A repulsive example
Recently I pulled out a few strains of my hair out of despair when I opened a web app’s README
and read the deployment section:
Ask around on Slack whether it is okay to deploy. Make sure that enough people and someone from (dev)ops are available to help in case of a necessary roll back. Watch at the CI deployment step to notice when something goes wrong, and be able to test the deployment once it’s done.
Nope, we’re not talking about a decade old legacy product. This was a two year old codebase using next.js, graphQL and a popular headless CMS.
The deployment process itself wasn’t that hard, but there was a climate of fear and a resistance to deployments. It’s not that the people running the project weren’t technically capable of implementing automated testing (there was an abandoned cypress flow, and a couple useless jest unit tests). The root cause was that team was mismanaged. The devs however were responsible for their own misery too: they were not self-protective enough to spend a couple of hours to evolve the deployment process.

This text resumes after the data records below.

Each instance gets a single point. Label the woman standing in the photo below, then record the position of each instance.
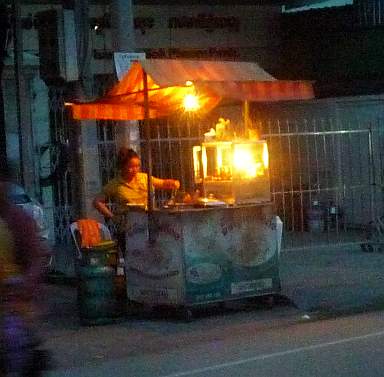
(130, 186)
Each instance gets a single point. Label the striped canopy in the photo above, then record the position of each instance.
(169, 81)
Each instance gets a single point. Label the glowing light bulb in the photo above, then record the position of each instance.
(191, 102)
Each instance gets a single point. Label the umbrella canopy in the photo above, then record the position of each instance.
(169, 81)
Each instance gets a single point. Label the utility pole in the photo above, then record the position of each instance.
(27, 169)
(3, 139)
(122, 25)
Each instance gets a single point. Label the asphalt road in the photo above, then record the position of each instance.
(348, 346)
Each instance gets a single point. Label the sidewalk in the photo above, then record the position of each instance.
(333, 280)
(327, 280)
(319, 282)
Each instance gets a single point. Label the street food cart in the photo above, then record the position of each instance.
(224, 242)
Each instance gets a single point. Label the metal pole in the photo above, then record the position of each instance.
(147, 130)
(3, 139)
(18, 61)
(122, 22)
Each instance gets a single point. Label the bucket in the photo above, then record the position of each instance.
(97, 299)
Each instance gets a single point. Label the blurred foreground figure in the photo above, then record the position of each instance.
(21, 258)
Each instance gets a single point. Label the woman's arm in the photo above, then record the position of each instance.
(100, 204)
(166, 184)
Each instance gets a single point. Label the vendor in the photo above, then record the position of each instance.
(130, 186)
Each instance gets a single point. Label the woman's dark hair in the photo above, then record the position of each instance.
(124, 155)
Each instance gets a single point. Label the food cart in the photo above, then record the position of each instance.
(224, 243)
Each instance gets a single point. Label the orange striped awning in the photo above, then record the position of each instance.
(212, 81)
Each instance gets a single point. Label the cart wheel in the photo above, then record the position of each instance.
(186, 314)
(366, 248)
(269, 301)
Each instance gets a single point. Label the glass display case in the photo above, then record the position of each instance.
(236, 172)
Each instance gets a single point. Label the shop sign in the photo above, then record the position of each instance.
(124, 60)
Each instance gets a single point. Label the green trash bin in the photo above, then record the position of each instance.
(98, 299)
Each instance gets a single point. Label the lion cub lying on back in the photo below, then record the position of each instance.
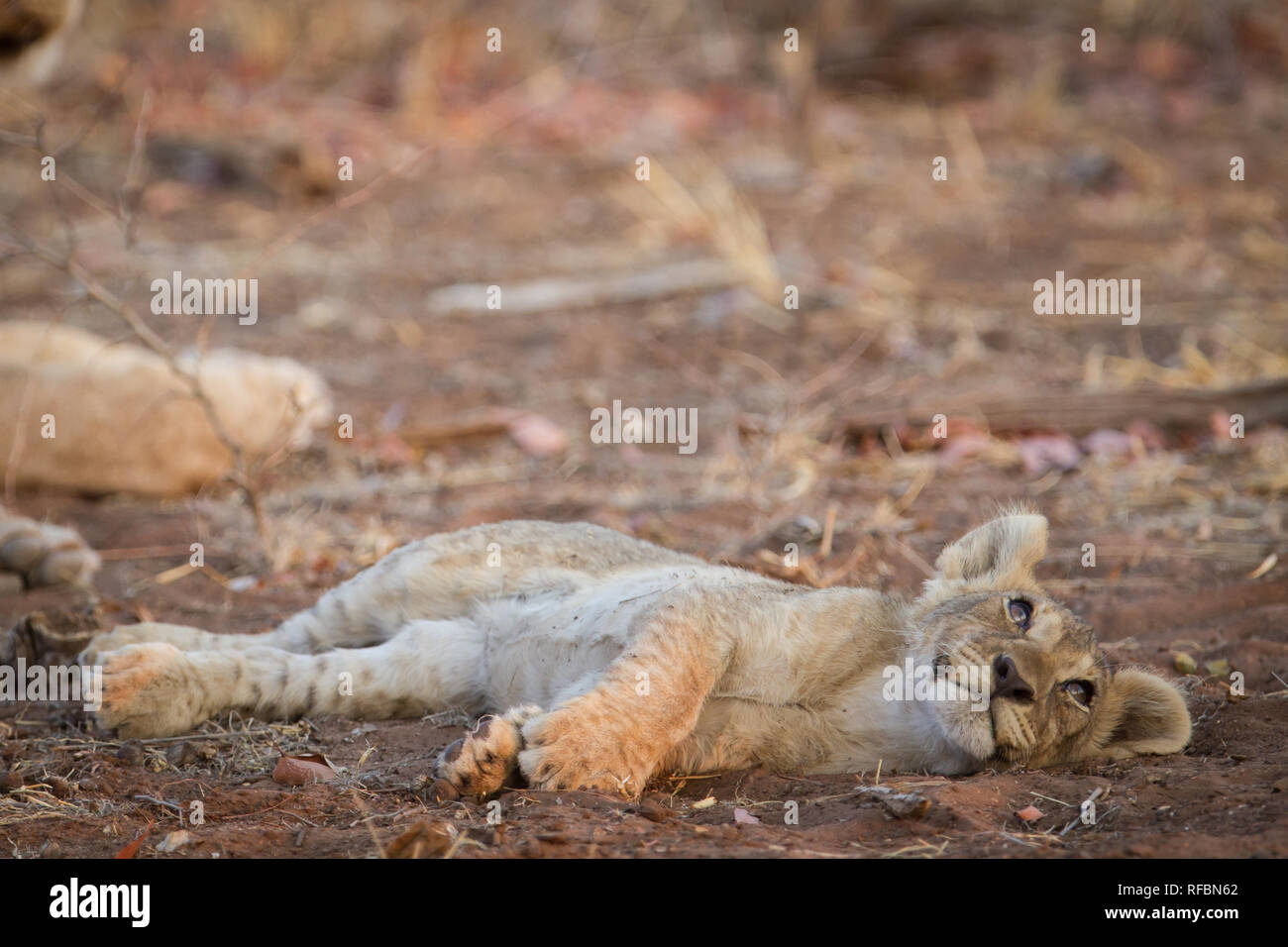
(613, 660)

Deploying should be as casual as lacing a shoe, a regular automatic action one can do without thinking, drunken in the middle of night.
Benefits of frequent deployments
Let’s re-state the obvious:
- The more atomic a deployment, the lower the risk of a long term outage. That’s because reverting tiny code changes is easy, and so is finding the responsible code change.
- Frequent deployments result in atomic deployments.
- Frequent deployments train everyone to get good at it. The annoying repetition will quickly motivate the team to automate deployments. The automation will pay off quickly.
- Frequent deployments allow the business to ship changes quicker. This includes fixing the inevitable bugs that eventually make it to production. But really, the higher iteration speed’s value lies in the mindset shift throughout the organisation: we can ship small improvements anytime. The mindset is highly correlated with agile development, and running a lean startup.
How to get there?
If you develop a web app, your goal needs to be that no team member is ever scared to deploy their changes.
- Cover the most popular real-world usage with tests. This means E2E tests. Unit and integration tests don’t hurt, but in my experience their main benefit is to help documenting the business logic’s detailed acceptance criteria for future team members and prevent small regressions during development. Actual confidence in the deployment stems from knowing that the core user flow has been covered in an environment alike to the user’s product navigation. If this is a ✅, the developer knows that he/she won’t be called on duty on the weekend. Non-essential bugs can wait.
- Run those tests on every code change that is pushed to the git server. That’s continuous integration (CI). If git is used correctly (feature branches, atomic commits, frequent pushes), the developer has an automatic tight feedback loop, where he/she is made aware that functionality is broken shortly after causing the issue.
- Enforce change review. Code review of a pull request is typical, but having a product manager or QA look at a code change to verify that the code change’s functionality change is working as expected and there’s no immediately visible side-effect goes a long way towards piece of mind. Code review naturally would contribute to team member’s learning from each other and potentially spotting deeper hidden issues (like code smells). Reduce the friction of review as far as possible. Having a separate, accessible deployment for the code change is perfect (netlify, vercel, heroku, AWS aplify, and other providers offer a “branch deployment” feature, usually it’s a 1-click install when using GitHub).
- Allow the person who makes a code change to deploy this change once tests are passing and the change review gave a green light, independent of other people’s code changes. Letting a change owner deploy distributes knowledge and responsibility. No one knows better than the code change owner when there’s a reason to be careful about a specific deployment. If merging a code change from feature to the main branch results in an automatic deployment (with pre / post-deploy test execution against production please!) to production you can praise yourself for doing continuous deployment (CD).
In what situation is CI/CD bad advice?
The general gist of simplifying deployments, and being confident in deployments are always applicable. Thanks dear devops movement for making everyone aware!
If your product has a high risk profile, then you might not have any business deploying fast - which is part of the culture that makes us bad at software engineering! 😬 Let’s say your product is a nuclear plant. Or election computers. Really any critical infrastructure. You might want to have more safe-guards in place for software deployments. You might not want to allow individual contributors to deploy changes themselves. You might have technical reasons preventing frequent deployments, e.g. software development might not happen on-site with the deployment and the site might be disconnected from public networks for security reasons.
But besides those examples?
For regular consumer facing web based projects I’d rather “ask for forgiveness, not permission”. The former you’ll have to do for 1 out of 100 deployments, the latter a 100 out of a 100 times. I know which one seems the better trade-off to me.